The Kootenai Tribes of Idaho requested an operations change this week before a multi-agency panel that manages federal hydro operations in the Northwest.
The Technical Management Team approved, allowing for higher releases now that will accommodate low flows in September.
That will allow for the start of the Kootenai River Habitat Restoration Project that has been planned for the last decade by the tribes along with partner agencies and entities.
“We’re really excited to get this first project implemented,” said Sue Ireland, director of the tribes’ fish and wildlife program.
“Another thing about this project that we think is important is that it’s a habitat fix rather than flow only, which has kind of been the only approach in the past,” Ireland said, referring to past attempts to optimize spawning conditions through flow and temperature changes from Libby Dam.
The project is described as a large-scale ecosystem restoration project that will be implemented over a period of 10 to 15 years on a 55-mile stretch river that mostly extends upstream from Bonners Ferry, Idaho.
Phase one of the project will be carried out this fall with a budget of $2.2 million mostly provided by the Bonneville Power Administration’s fish and wildlife program for mitigating impacts caused by federal dams.
One of the main goals is to restore spawning habitat for white sturgeon, an endangered species that has not had any detectable recruitment of young wild sturgeon for decades, Ireland said.
This fall’s work is intended to stabilize eroding banks, trap sediment and promote flood-plain development, increase riparian vegetation and increase channel margin and side-channel complexity.
The bank restoration work is important, Ireland said, because there has been severe bank erosion within the project area, a significant source of riverbed sedimentation that has diminished survival conditions for sturgeon emerging from their eggs.
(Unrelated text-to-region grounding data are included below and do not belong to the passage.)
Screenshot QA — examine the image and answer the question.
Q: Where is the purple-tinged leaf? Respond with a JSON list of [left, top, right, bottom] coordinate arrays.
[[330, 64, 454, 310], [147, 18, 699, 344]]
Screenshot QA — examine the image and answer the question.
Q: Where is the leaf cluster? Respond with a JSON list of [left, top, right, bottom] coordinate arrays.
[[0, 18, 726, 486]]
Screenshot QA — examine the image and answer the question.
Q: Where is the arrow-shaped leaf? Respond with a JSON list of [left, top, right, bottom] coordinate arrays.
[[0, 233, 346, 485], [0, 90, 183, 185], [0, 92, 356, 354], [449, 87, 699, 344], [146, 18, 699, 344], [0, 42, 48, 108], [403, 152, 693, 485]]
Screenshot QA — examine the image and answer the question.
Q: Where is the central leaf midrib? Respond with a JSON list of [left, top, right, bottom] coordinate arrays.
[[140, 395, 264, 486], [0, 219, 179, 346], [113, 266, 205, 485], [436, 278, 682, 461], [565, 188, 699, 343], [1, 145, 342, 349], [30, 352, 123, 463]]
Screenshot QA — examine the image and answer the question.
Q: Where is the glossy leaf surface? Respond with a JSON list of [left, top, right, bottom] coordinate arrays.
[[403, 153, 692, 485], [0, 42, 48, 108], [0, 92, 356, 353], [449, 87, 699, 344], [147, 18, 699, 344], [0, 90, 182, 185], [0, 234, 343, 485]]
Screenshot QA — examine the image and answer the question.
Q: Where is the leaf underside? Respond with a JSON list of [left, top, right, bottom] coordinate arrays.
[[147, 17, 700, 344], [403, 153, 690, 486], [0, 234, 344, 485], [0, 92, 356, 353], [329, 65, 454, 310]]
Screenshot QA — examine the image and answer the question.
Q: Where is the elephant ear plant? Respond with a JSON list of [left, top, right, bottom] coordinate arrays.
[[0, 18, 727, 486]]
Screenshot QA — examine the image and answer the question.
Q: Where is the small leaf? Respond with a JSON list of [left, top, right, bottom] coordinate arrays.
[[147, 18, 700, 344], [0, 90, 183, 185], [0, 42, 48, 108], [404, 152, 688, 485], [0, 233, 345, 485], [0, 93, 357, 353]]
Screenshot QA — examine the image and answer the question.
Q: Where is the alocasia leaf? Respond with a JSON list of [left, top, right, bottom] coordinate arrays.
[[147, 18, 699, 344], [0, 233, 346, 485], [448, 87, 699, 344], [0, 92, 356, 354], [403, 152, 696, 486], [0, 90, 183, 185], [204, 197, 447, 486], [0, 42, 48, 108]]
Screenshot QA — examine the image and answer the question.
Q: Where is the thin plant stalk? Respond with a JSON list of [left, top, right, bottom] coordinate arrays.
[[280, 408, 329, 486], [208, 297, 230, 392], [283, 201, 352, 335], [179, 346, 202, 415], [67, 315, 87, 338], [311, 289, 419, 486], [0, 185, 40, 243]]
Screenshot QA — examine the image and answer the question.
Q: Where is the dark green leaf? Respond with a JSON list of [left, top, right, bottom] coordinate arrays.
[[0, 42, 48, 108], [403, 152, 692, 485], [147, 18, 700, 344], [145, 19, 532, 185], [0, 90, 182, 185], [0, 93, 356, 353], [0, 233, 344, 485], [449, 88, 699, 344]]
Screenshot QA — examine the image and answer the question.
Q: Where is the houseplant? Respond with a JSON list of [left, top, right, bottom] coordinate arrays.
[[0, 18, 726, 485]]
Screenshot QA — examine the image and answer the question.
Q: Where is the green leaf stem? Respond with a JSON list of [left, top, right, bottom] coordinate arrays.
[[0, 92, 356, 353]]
Ireland said low flows on the river will be necessary to allow for in-channel equipment work that is expected to take about two months, while other work will carry on into November.
“We’re going to need to de-water a portion of the main and by-channels,” Ireland said. “We will need to isolate that work area by building a small dam so we can do the channel work.”
Because the survival of young wild sturgeon is believed to be nearly nonexistent, the only thing preventing the species from going extinct is the Kootenai Tribes of Idaho hatchery program, which produces sturgeon that are planted in the river.
Flows from Libby Dam were increased from 14,000 cubic feet per second to 16,000 cfs this week. Outflows will be decreased and maintained at low flows in September.